Sunday, May 13, 2012

FREEMAN AND WILLIAMS CD RELEASE SHOW AT FIDDLE AND PLOW

jeanette

 
jeanette and johnny

scott and jeanette

scott, jeanette, johnny


Two nights of extraordinary examples of mountain music. Friday night, Scott Freeman, Jeanette Williams and Johnny Williams, who record as Freeman and Williams. Every one of them is what I call a master musician. That's not a western concept. I've picked it up from eastern reading. Scott can smoke a mandolin, he writes a good song, has written several, both instrumental and vocal, sings well, plays fiddle and guitar well, very well. He teaches 60 students a week. He makes his living teaching in his corner space at Willard's frame shop. He has a good rapport with the kids. They love him. They look up to him and he inspires them. I hear him play a mandolin or sing, he inspires me. Scott is a true artist. His music satisfies by inspiration. Scott speaks of me as an artist he respects. I speak of Scott an artist I respect, too. When I think about it, I'm in awe of Scott as an artist. Jeanette is too. Last night she spoke of Scott as one of the great musicians. She said the same of Willard another time. I was glad to hear that she recognized Willard's artistry. Not many people do. Mention it to somebody and they think about it awhile, then agree. Jeanette and Johnny have great musical respect for Willard.
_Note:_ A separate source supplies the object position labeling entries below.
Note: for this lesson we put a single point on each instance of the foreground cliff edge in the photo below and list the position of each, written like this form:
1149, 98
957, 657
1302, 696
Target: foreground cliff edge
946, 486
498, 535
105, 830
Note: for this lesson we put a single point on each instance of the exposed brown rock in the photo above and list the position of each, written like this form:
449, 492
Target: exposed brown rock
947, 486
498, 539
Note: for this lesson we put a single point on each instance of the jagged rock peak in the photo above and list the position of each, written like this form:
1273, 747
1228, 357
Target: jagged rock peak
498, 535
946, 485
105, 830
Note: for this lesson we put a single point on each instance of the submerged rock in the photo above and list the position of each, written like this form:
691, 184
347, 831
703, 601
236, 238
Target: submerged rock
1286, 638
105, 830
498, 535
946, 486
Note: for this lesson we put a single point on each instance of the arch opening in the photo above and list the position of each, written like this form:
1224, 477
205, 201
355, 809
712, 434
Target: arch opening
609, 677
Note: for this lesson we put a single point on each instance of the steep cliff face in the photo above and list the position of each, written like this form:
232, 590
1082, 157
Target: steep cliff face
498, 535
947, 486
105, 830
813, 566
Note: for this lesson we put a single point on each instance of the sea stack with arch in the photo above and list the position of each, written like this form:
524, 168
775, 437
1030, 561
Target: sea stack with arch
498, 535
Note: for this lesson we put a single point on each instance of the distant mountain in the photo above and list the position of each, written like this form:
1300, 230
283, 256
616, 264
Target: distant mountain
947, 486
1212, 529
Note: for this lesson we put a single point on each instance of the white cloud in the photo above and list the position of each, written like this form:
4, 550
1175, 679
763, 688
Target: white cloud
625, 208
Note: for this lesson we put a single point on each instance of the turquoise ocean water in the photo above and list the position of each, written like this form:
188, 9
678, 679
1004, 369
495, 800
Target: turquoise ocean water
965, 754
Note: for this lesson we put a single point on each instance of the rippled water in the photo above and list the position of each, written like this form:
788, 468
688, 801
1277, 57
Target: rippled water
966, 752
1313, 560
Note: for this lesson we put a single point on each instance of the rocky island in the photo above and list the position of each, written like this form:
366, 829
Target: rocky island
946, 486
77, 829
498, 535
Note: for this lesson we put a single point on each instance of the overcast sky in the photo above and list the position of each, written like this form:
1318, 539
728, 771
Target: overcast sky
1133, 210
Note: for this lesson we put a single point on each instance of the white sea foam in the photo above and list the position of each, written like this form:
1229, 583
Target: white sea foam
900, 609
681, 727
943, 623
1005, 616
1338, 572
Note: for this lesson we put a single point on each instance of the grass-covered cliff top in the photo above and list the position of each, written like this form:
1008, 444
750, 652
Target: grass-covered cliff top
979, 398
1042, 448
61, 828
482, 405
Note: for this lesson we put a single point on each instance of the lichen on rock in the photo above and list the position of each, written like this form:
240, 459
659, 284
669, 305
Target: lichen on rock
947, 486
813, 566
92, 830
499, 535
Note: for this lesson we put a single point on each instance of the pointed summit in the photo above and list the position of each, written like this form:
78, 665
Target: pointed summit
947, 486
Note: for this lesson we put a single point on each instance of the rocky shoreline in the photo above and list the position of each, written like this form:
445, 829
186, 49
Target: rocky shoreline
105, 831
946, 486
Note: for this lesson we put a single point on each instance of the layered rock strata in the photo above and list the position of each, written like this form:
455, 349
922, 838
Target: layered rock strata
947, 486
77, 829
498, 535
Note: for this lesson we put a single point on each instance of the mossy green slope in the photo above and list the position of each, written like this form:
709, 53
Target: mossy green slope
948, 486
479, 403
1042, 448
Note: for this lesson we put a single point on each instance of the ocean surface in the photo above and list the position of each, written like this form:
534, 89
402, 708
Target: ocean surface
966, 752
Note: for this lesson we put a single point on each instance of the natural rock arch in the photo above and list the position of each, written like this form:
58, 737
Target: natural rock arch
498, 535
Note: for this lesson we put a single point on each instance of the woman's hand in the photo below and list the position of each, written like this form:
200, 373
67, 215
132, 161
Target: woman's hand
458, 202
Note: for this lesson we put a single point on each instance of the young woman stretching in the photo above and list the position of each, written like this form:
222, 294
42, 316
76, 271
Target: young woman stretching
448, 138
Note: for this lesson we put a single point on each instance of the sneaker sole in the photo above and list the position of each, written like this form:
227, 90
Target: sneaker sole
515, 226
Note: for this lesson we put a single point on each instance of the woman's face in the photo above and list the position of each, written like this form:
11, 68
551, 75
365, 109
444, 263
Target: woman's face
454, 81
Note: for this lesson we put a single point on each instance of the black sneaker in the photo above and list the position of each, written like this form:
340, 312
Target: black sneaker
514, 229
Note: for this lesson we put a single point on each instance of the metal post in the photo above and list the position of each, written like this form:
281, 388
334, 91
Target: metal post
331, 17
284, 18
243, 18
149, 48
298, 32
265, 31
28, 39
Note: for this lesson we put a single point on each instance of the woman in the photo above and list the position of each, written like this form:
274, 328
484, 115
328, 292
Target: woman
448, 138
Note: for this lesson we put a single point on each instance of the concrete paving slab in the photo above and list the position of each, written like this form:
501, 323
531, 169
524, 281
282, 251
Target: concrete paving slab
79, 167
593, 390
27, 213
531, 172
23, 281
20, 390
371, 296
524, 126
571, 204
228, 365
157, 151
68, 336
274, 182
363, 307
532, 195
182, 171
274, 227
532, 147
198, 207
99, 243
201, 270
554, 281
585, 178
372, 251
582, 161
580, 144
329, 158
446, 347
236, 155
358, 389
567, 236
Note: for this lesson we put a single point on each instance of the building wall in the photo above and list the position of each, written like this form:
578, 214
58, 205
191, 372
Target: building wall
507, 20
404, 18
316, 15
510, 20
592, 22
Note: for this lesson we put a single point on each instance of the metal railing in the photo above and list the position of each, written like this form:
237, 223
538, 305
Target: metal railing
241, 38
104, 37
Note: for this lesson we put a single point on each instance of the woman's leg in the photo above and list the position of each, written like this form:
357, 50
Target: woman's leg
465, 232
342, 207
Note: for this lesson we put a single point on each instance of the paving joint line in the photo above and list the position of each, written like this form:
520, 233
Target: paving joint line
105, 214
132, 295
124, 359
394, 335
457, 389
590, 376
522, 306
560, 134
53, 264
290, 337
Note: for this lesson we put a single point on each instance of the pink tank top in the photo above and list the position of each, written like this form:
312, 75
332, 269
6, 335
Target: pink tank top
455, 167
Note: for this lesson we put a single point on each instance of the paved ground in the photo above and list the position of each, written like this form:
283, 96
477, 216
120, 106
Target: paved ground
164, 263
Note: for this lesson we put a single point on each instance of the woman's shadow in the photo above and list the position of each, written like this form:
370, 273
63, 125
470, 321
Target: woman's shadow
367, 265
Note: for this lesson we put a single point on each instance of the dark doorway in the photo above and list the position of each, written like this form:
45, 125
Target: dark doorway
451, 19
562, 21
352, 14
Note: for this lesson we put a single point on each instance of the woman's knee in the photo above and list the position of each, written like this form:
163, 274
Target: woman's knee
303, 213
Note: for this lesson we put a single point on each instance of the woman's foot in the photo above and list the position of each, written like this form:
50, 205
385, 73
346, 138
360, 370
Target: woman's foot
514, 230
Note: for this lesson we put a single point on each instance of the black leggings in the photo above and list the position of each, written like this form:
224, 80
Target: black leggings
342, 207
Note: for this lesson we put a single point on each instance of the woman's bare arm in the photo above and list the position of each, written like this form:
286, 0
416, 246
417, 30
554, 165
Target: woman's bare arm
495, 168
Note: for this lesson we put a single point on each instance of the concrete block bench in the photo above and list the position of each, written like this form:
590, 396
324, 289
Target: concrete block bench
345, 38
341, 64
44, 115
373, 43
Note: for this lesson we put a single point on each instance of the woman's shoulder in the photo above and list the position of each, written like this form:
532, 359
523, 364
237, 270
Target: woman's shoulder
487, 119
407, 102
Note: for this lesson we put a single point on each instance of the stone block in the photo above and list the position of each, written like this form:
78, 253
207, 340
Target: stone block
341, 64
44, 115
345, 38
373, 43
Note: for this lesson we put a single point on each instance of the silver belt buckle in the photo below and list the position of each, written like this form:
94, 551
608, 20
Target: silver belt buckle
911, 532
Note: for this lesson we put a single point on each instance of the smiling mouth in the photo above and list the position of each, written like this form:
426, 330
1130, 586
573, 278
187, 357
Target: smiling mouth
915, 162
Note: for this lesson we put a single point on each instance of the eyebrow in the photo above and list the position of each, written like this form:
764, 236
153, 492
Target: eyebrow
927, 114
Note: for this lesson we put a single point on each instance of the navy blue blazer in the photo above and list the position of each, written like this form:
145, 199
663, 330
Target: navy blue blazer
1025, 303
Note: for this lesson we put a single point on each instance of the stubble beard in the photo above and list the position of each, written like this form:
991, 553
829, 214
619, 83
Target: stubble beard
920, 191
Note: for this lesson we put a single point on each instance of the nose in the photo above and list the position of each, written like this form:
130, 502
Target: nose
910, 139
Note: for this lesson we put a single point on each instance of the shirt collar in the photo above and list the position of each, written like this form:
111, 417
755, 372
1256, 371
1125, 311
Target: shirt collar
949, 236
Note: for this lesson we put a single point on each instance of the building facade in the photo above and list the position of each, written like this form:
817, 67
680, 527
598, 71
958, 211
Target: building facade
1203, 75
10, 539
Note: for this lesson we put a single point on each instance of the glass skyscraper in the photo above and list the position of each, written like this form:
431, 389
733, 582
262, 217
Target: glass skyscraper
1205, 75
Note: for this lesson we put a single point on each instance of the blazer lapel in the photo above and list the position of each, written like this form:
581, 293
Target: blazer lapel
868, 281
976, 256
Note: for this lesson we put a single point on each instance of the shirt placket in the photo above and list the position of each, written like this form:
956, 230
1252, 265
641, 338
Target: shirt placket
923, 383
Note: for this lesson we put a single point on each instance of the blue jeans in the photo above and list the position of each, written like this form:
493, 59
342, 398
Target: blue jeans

They rocked the place. The seats had maybe five vacancies. The audience was 100% appreciative. The audience at the Fiddle and Plow shows has gradually grown of people who come back every week. We who return every week have become friends after a couple years. We are the people who fully appreciate Willard's musicianship and Scott's. For myself, it's 40 miles one way. I think nothing of the drive. If it were anything else, I'd get bored by the drive. I approach Woodlawn in anticipation of the music that will be played, Willard and Scott opening with a couple songs, then whatever band or individual has been invited and accepted. Last night, Freeman and Williams. The three of them play so well together it's like a new entity has emerged, Freeman and Williams. They flow together like water in a stream. They appreciate each other with genuine respect. The music that occurs when they set it in motion is the real deal, music. All three are songwriters. All three are singers. And all three are musicians among the ones who carry the tradition. Jeanette got bluegrass music award for traditional singer of the year in 12 and 09. I only say that as an objective measure of the quality of her singing to support my subjective feeling around what I hear.


Every one of them is an excellent singer independently of each other, and together they sing as one voice. It just now occurred to me I'd like to hear an album of them produced by TBone Burnett. It would cost too much to justify it, and them doing it their own way is what they're about. I still think TBone could draw a dynamite album out of them that would make them need a tour bus. But that's not what they want. I want for them what they want for themselves. The TBone Burnett thought was just a momentary spark. Here I go down that wrong road again, going back where I've already been. Jeanette does indeed know how to deliver a song. Beautiful bird voice. She has a feminine spirit behind her voice that shapes every note with the facility of Scott's mandolin pick. Johnny sings John Henry and June Apple in new ways that give both songs a freshness. These three getting together for a "project" is made in heaven. It won't be a big seller, but it will pay its expenses and enough for a second printing when needed.


For Scott, this trio seems to me the next step beyond Alternate Roots. Every album I have with Scott on it is a supreme example of music of the contemporary Central Blue Ridge. I won't go at best and best of, none of that. Like Scott told me the day I mentioned Alternate Roots is a goo-ood band. He said, "There's a lot of good bands." Yeah. There's an awful lot of good bands. I look at YouTube a lot. and see anything, everything there. One of my favorites is the Hillbilly Gypsies doing the Hazel Dickens song, West Virginia My Home. When I hear the Hillbilly Gypsies I think of what Scott said. There are the Moron Brothers, the list could fill a library. Alternate Roots had a special sound that was their own. Each album was a stair step ahead of the one before. It was that way from the first to the fourth. The fourth was, to my ear, their apex album. I actually grieved for six months after the band's demise, as for a friend of many years.



Scott's music runs through his different bands, Skeeter and the Skidmarks, Alternate Roots, The Hungry Hash House Ramblers, Freeman and Williams. The music he makes with Willard I like/love as much as all the others. Scott and Willard have a musical rapport like Scott and Steve Lewis, though in its own way. With Steve Lewis, they have Josh Scott's bass keeping rhythm. With Willard, Willard's guitar keeps the rhythm for Scott to skate on with his mandolin, fiddle or guitar. They sing well together. Uploading the videos of Scott and Willard to YouTube I've listened to every one of them at least once, many of them multiple times, I'm always struck by how good they are together. I never tire of hearing them open the show every week. Everyone who goes there feels the same. We look forward to it.